Escape is the main reason; the undulating hills of the Dorset downs and soothing ripples of winding rivers were enough to make a young boy in a decaying seaside town yearn for more. I saw Hugh's smallholding experiment as the perfect way to live the life I was yet to begin, though only recently have I seen the show for what it is; unobtainable fiction.

In River Cottage land, if you run out of food all one has to do is amble by the riverside and pluck a crayfish from the shallows. If you need some handy work doing, you just give them a jar of chutney or offer re-wax their Barbour jacket.

In one episode, A pair of tree surgeons spend an entire day neatly folding a sycamore into a organic fence. Hugh voids their understandably extortionate daily fee by cooking them beans on toast. Is this how business is carried out beyond the grey walls of city life?

Not to mention that half of his recipes begin with the sentence 'Firstly, go and pick the largest pumpkin in your patch'.

Unfortunately for Fearnley, my patch is nothing but a slab of concrete that once belonged to a shed, that in turn once belonged to a homeless man who had taken to bedding down in my London garden. Even he is closer to the River Cottage dream than I am!

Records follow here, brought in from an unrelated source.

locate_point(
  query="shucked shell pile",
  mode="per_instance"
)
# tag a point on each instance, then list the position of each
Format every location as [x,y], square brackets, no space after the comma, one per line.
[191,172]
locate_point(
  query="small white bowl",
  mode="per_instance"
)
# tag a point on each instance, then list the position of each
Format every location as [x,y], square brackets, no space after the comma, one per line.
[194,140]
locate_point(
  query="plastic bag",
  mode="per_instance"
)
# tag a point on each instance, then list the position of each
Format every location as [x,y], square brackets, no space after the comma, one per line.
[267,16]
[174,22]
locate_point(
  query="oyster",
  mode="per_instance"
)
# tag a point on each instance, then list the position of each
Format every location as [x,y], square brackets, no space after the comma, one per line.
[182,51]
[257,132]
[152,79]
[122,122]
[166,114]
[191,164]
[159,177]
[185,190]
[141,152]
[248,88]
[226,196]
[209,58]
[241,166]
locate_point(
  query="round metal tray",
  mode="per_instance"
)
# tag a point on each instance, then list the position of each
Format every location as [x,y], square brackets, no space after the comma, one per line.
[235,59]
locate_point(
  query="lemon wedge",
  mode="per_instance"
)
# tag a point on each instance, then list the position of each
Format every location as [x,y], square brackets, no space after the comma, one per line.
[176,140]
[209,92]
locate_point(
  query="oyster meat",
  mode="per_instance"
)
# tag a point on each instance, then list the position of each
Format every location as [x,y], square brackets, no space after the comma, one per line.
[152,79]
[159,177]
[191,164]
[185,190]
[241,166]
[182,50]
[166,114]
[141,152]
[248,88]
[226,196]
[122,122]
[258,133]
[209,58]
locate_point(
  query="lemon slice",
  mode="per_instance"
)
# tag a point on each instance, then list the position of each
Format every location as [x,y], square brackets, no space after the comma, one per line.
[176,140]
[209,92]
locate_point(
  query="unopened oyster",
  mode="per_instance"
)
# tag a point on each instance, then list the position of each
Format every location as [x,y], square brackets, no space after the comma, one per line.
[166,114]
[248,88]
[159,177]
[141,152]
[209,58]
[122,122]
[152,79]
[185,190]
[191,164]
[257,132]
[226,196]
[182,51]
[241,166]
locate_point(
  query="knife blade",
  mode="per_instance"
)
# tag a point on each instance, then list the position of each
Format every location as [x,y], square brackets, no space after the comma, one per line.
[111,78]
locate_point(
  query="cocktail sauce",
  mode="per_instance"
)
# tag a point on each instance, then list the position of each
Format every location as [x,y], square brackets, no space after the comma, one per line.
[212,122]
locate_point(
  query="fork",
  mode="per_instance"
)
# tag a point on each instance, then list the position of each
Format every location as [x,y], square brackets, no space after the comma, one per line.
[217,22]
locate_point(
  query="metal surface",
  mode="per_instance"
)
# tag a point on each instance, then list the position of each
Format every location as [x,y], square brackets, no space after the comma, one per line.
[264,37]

It's a socialist, utopian dream that would make Jeremy Corbyn burst from his already unbuttoned shirt- and all of it plays out like a Beatrix Potter, complete with jangling banjo vibes and torrents of innuendo between friends.

The politics of what Whittingstall preaches is, of course, completely on point: we do need to devote more time, money and pressure to the reconstruction of our food providers and the way in which we consume produce. However -like many of the country's favourite villains- Hugh went to Eton. He was a contemporary of Cameron (I could make a pig joke here but it's not the River Cottage way) and Boris Johnson. This is where the great man let himself down, though I assume he had no say in the matter. People will never respect anyone who went to Eton, despite how well intentioned they are. Yes, we will elect them- but never will we respect them.

This leads me neatly to the finest drinking game since the one with the rotating bottle. I present, The River Cottage Drinking Game.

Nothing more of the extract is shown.